"Thanks again for all your time," Stewart wrote, according to the House Democrats. "I'm not kidding when I say you're an amazing example of a public servant. I have the utmost respect for you. Thank you for your time and attention."
The House Democrats' memo also notes there were 11 emails exchanged in the lead-up to Obama's declaration showing coordination of phone calls between the Interior Department and staffers for Herbert and the congressional delegation.
While the memo asserts the Interior Department was working with Utah officials, most of the contacts they highlight appear to center around the Public Lands Initiative (PLI), being pushed by Rep. Rob Bishop, R-Utah, chairman of the House Natural Resources Committee not a monument designation. The Democrats did not release the individual emails or documents they cite.
A spokeswoman for the Natural Resources Committee denounced the findings as cherry-picked quotes.
"The minority's desperate attempt to create a façade of local support for President Obama's abusive actions is cute but laughable," said spokeswoman Molly Block.
Rep. Jason Chaffetz, R-Utah, also a supporter of PLI called the Democrats' memo "insulting." The Utah delegation had only worked with Interior on legislation, not a monument, and two requests for meetings with Obama were turned down, he said.
"Since 2013, we've made a Herculean effort to engage all stakeholders, including the Obama administration, in finding a comprehensive solution to land-use issues," Chaffetz said in a statement. "The released documents describe ongoing conversations about the Public Lands Initiative, not a monument designation.

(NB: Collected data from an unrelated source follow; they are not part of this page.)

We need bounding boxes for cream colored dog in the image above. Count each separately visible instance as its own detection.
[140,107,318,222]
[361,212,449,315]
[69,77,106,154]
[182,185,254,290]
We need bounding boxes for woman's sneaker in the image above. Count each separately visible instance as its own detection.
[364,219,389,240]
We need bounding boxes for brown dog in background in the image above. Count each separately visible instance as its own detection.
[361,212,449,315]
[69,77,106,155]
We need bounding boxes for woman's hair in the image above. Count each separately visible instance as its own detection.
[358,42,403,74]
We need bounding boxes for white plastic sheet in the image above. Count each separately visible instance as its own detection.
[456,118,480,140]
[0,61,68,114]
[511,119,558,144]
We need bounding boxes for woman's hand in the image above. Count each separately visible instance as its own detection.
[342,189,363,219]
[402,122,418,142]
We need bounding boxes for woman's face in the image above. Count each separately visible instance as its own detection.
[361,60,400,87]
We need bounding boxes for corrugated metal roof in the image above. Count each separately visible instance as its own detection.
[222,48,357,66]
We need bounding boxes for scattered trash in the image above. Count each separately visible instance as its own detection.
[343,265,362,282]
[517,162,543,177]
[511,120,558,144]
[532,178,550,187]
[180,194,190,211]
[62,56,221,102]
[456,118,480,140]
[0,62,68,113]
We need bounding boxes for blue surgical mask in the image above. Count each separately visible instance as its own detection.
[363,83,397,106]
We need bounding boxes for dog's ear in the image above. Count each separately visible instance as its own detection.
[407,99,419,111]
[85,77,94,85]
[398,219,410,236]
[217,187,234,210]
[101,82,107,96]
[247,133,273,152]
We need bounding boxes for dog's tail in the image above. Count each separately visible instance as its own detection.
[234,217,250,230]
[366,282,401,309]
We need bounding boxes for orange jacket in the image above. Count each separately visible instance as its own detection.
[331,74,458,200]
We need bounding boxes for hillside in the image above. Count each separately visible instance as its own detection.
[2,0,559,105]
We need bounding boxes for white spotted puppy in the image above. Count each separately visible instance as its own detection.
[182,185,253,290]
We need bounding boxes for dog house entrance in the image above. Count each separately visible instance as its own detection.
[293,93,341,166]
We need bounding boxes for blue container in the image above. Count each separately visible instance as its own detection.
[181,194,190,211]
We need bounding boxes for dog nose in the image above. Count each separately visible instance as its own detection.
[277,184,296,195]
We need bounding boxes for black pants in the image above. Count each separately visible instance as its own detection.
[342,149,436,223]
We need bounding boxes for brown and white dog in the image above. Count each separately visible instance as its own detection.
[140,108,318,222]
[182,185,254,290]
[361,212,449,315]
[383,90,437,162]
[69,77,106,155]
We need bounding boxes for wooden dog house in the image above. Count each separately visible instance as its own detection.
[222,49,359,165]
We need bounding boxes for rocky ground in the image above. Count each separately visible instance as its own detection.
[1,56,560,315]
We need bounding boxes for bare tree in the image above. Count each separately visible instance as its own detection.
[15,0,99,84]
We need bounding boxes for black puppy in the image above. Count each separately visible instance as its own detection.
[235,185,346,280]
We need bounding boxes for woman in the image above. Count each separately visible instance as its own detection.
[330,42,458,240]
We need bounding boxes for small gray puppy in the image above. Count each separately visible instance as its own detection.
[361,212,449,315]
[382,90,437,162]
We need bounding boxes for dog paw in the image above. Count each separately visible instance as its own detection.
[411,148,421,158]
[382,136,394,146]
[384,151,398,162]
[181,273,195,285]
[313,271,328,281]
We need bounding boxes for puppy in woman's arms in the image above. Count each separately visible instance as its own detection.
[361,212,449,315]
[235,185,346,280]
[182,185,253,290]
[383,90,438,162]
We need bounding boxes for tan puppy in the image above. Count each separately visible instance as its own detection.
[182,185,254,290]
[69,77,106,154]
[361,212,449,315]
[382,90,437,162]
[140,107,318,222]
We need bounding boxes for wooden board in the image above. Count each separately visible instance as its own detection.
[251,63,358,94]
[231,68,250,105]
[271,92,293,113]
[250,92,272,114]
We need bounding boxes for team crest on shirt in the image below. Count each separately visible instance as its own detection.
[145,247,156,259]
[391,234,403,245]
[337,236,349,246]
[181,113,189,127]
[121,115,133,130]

The PLI process included repeated attempts to engage President Obama directly but were consistently rebuffed. Democrats on the Oversight Committee who know nothing about Utah cherry picking documents to tell one side of the story is insulting and undermines the efforts of local stakeholders who spent many hours negotiating in good faith toward a collaborative solution."
Herbert's office said that the documents Democrats are pointing to show how the state worked for three years to forge a legislative solution.
"It is disingenuous to refer to that productive, deliberative legislative process solution as a way to justify the unilateral use of executive power," Paul Edwards, Herbert's deputy chief of staff, said. "The state of Utah is ready and willing to pick up the baton and work to resolve these issues through a fair, negotiated, legislative process once again."
On Dec. 28, Obama used powers granted to the president under the 1906 Antiquities Act to declare 1.35 million acres of federal land in southeastern Utah as the Bears Ears National Monument, a designation sought by tribal leaders and environmentalists to protect the area dotted with culturally sensitive areas.
That action came after Utah's members of Congress failed to advance their own proposal to protect the area under the PLI that had started as a comprehensive effort to reach compromise among environmentalists, tribes, county, state and federal officials on how to set aside some areas for conservation while allowing other lands to be opened up to oil and gas exploration. Tribal leaders and environmental groups, for the most part, withdrew from the process after they said their input was ignored.
President Donald Trump's Interior secretary, Ryan Zinke, said during his confirmation hearings that he believed the president had the power to curtail the monument's size and possibly jettison the declaration altogether.
The House Democrats' memo offers a different version than the one presented by Utah officials, arguing that then-Interior Secretary Sally Jewell had communicated with Utah's members of Congress as early as 2013 about the Bears Ears area and that there was regular contact up until the monument declaration.
"If anyone wants to paint Bears Ears National Monument as a surprise or the product of rushed or incomplete planning, they'll have to explain hundreds of emails and dozens of pages of shared work product," said Rep. Raúl Grijalva of Arizona, the Natural Resources Committee's top Democrat. "These documents are an exemplary record of public servants going above and beyond to find a workable solution to a complicated issue, and they show Democrats and Republicans working together more often than not."
If any governor said "half the nice things that Governor Herbert's office said about the Interior Department during this process, I could retire a happy man," Grijalva added.
Rep. Elijah Cummings, ranking Democrat on the House Oversight Committee chaired by Chaffetz, said the documents provided by Interior showed a close working relationship between the federal government, the delegation and other interested parties.
"Taken together, these documents demonstrate a lengthy and productive working relationship between the [Interior] Department and multiple stakeholders, they include frequent acknowledgment of the department's eagerness to accommodate third party needs, and they show that many local officials strongly supported a monument designation," Cummings said.